Jakarta, ANTARA JATENG - KPK memanggil mantan Team Leader Loan Work Out
(LWO)-I Asset Management Credit (AMC) Badan Penyehatan Perbankan
Nasional (BPPN) Thomas Maria sebagai saksi dalam perkara dugaan tindak
pidana korupsi pemberian Surat Keterangan Lunas (SKL) kepada Sjamsul
Nursalim terkait pinjaman Bantuan Likuiditas Bank Indonesia (BLBI).
"Thomas
Maria diperiksa sebagai saksi untuk tersangka SAT (Syafruddin Arsyad
Temenggung)," kata Juru Bicara KPK Febri Diansyah di Jakarta, Kamis.
Thomas Maria diketahui sudah pernah dipanggil sebelumnya pada 16 juni
2017 lalu. Ia adalah Team Leader LWO-I AMC BPPN pada 2000-2002.
Kemarin, KPK memanggil Direktur PT Gajah Tunggal Tbk Ferry Lawrentius
Hollen sehubungan dengan pemenuhan kewajiban penyerahan aset obligor
BLBI kepada BPPN, tapi Ferry tidak hadir tanpa keterangan.
KPK menetapkan mantan Kepala BPPN Syafruddin Arsyad Tumenggung
sebagai tersangka kasus dugaan tindak pidana korupsi dalam pemberian
Surat Keterangan Lunas (SKL) kepada Sjamsul Nursalim.
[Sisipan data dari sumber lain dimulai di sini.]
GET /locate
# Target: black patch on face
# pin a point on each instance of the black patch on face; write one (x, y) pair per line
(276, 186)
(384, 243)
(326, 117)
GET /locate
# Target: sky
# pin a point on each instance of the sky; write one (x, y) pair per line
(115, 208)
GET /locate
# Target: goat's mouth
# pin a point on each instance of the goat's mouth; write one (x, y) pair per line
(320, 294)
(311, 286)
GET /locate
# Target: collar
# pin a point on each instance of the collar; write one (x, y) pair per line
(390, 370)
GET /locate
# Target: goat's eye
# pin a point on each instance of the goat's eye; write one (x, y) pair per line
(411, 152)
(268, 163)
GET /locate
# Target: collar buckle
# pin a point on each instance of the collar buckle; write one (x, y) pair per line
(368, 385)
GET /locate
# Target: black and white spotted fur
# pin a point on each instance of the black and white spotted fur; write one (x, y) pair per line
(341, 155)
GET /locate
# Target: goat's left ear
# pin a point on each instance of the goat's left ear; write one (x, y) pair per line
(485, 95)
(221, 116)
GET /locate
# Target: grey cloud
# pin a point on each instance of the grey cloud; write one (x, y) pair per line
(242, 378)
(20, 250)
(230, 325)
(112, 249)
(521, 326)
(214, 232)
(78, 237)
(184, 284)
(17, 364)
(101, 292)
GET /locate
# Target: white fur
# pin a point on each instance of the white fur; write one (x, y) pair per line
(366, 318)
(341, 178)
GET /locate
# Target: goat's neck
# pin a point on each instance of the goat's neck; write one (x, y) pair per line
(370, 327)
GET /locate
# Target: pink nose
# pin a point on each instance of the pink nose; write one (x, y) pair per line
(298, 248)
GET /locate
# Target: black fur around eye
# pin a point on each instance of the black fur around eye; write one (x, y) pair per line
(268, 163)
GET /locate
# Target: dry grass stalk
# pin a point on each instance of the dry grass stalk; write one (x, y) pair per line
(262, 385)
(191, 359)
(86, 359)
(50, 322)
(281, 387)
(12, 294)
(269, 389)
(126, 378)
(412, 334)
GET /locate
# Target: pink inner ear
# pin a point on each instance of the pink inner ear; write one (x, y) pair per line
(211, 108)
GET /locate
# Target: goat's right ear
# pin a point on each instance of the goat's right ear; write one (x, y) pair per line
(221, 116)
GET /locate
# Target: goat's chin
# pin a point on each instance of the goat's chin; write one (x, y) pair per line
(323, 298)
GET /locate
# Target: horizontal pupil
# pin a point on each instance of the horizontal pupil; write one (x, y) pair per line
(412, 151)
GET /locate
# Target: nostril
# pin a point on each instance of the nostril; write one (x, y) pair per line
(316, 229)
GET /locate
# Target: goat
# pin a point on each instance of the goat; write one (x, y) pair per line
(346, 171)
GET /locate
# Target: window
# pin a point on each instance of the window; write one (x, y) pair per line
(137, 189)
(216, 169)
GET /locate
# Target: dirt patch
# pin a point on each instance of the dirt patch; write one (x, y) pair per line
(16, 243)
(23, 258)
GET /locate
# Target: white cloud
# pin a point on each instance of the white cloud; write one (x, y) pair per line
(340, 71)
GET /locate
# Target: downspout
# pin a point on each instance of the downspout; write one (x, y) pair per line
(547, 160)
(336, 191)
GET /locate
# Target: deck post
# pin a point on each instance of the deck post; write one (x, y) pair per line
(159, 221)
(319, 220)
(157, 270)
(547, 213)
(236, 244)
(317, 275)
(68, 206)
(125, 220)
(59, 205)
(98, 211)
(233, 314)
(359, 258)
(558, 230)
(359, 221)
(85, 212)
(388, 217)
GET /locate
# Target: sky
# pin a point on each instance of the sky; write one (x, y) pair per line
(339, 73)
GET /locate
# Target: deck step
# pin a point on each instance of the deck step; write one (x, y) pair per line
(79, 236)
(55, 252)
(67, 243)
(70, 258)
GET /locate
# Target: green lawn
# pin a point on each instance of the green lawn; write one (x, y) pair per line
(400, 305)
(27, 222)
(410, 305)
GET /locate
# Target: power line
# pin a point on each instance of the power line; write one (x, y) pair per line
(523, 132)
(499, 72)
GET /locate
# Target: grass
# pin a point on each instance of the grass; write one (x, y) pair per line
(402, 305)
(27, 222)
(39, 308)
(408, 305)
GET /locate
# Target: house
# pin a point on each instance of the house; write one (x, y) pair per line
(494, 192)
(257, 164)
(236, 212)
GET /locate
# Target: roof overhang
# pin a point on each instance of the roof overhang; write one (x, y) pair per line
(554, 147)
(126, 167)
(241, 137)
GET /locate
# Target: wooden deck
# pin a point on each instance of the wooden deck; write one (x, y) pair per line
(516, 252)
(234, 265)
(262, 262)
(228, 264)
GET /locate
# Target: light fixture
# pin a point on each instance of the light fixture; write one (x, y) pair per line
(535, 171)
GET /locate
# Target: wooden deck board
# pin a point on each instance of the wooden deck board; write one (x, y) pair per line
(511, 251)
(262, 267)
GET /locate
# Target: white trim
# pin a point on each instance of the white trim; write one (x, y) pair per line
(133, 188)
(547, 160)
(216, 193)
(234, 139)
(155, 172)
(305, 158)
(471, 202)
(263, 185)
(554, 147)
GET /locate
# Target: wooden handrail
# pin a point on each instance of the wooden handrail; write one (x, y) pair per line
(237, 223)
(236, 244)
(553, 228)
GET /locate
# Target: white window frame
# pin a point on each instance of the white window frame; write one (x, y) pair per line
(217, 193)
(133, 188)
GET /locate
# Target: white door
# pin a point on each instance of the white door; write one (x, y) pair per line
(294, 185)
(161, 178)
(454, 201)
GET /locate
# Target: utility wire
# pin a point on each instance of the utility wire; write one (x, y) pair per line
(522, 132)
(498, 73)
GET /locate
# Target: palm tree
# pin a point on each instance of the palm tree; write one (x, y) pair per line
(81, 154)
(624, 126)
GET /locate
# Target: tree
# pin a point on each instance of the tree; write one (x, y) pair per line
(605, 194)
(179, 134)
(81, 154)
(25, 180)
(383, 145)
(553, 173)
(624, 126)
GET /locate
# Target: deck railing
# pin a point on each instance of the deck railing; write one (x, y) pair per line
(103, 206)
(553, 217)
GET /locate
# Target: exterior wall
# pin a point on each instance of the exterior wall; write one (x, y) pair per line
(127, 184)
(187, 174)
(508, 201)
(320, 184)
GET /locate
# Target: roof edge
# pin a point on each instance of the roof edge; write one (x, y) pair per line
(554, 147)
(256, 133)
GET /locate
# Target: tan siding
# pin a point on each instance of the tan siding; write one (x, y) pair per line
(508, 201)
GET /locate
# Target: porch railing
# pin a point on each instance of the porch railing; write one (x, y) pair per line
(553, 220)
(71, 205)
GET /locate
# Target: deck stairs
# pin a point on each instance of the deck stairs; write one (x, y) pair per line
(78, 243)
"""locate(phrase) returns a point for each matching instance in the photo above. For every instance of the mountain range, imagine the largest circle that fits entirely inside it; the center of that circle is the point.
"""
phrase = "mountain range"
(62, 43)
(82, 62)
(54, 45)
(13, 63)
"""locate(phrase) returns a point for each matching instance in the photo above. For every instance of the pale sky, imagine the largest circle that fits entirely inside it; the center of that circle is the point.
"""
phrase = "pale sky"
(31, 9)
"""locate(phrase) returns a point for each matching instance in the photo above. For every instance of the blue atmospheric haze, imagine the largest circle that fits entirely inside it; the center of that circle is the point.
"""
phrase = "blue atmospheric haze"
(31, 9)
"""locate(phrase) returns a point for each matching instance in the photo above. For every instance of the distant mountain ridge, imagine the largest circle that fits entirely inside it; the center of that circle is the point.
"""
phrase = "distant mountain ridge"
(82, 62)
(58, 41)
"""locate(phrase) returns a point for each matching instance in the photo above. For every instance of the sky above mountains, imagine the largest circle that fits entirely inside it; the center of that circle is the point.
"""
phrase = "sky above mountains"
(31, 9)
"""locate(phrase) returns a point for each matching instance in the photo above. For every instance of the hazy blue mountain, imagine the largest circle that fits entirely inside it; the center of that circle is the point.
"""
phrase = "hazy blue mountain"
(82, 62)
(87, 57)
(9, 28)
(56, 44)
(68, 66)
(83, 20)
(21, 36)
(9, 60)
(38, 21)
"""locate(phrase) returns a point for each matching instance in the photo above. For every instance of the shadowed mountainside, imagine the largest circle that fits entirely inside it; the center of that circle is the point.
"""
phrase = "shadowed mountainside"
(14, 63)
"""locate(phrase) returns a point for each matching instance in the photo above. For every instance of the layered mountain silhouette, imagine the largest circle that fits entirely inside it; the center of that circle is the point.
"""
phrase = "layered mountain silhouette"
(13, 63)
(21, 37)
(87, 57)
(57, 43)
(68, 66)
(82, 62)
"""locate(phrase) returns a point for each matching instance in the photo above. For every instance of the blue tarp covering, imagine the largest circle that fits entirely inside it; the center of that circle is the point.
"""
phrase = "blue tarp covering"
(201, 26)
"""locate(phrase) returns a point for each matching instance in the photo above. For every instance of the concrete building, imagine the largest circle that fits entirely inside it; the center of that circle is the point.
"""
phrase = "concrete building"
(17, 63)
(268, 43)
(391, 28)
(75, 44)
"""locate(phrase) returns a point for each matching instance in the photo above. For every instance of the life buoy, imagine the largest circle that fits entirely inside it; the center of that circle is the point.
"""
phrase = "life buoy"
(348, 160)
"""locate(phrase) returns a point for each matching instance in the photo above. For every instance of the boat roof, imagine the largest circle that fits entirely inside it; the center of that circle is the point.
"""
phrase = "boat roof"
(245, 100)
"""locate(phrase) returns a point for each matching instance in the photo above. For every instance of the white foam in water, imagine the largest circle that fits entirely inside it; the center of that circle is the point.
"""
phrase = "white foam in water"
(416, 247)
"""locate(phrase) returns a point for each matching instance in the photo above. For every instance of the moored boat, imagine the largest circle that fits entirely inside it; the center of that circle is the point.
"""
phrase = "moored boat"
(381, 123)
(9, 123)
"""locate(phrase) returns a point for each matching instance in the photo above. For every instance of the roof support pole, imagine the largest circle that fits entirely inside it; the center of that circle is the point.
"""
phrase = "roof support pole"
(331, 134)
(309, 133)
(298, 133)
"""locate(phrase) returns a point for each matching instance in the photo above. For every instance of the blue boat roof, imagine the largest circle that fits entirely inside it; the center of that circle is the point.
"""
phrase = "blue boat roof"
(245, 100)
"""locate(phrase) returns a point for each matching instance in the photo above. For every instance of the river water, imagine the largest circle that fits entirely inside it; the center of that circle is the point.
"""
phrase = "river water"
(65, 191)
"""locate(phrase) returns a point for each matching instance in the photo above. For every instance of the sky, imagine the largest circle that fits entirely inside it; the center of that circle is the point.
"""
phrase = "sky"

SKL diterbitkan berdasarkan Instruksi Presiden Nomor 8 Tahun 2002
tentang pemberian jaminan kepastian hukum kepada debitor yang telah
menyelesaikan kewajibannya atau tindakan hukum kepada debitor yang tidak
menyelesaikan kewajibannya berdasarkan pemeriksaan Penyelesaian
Kewajiban Pemegang Saham (PKPS).
Inpres itu dikeluarkan pada saat kepemimpinan Presiden Megawati yang
juga mendapat masukan dari Menteri Keuangan Boediono, Menteri
Koordinator Perekonomian Dorodjatun Kuntjara-djakti dan Menteri BUMN
Laksamana Sukardi. Berdasar Inpres tersebut, debitur BLBI dianggap sudah
menyelesaikan utang, meski baru melunasi 30 persen dari jumlah
kewajiban pemegang saham dalam bentuk tunai dan 70 persen dibayar dengan
sertifikat bukti hak kepada BPPN.
Syafruddin diduga mengusulkan pemberian Surat Pemenuhan Kewajiban
Pemegang Saham atau SKL kepada Sjamsul Nursalim selaku pemegang saham
atau pengendali Bank Dagang Negara Indonesia (BDNI) pada 2004.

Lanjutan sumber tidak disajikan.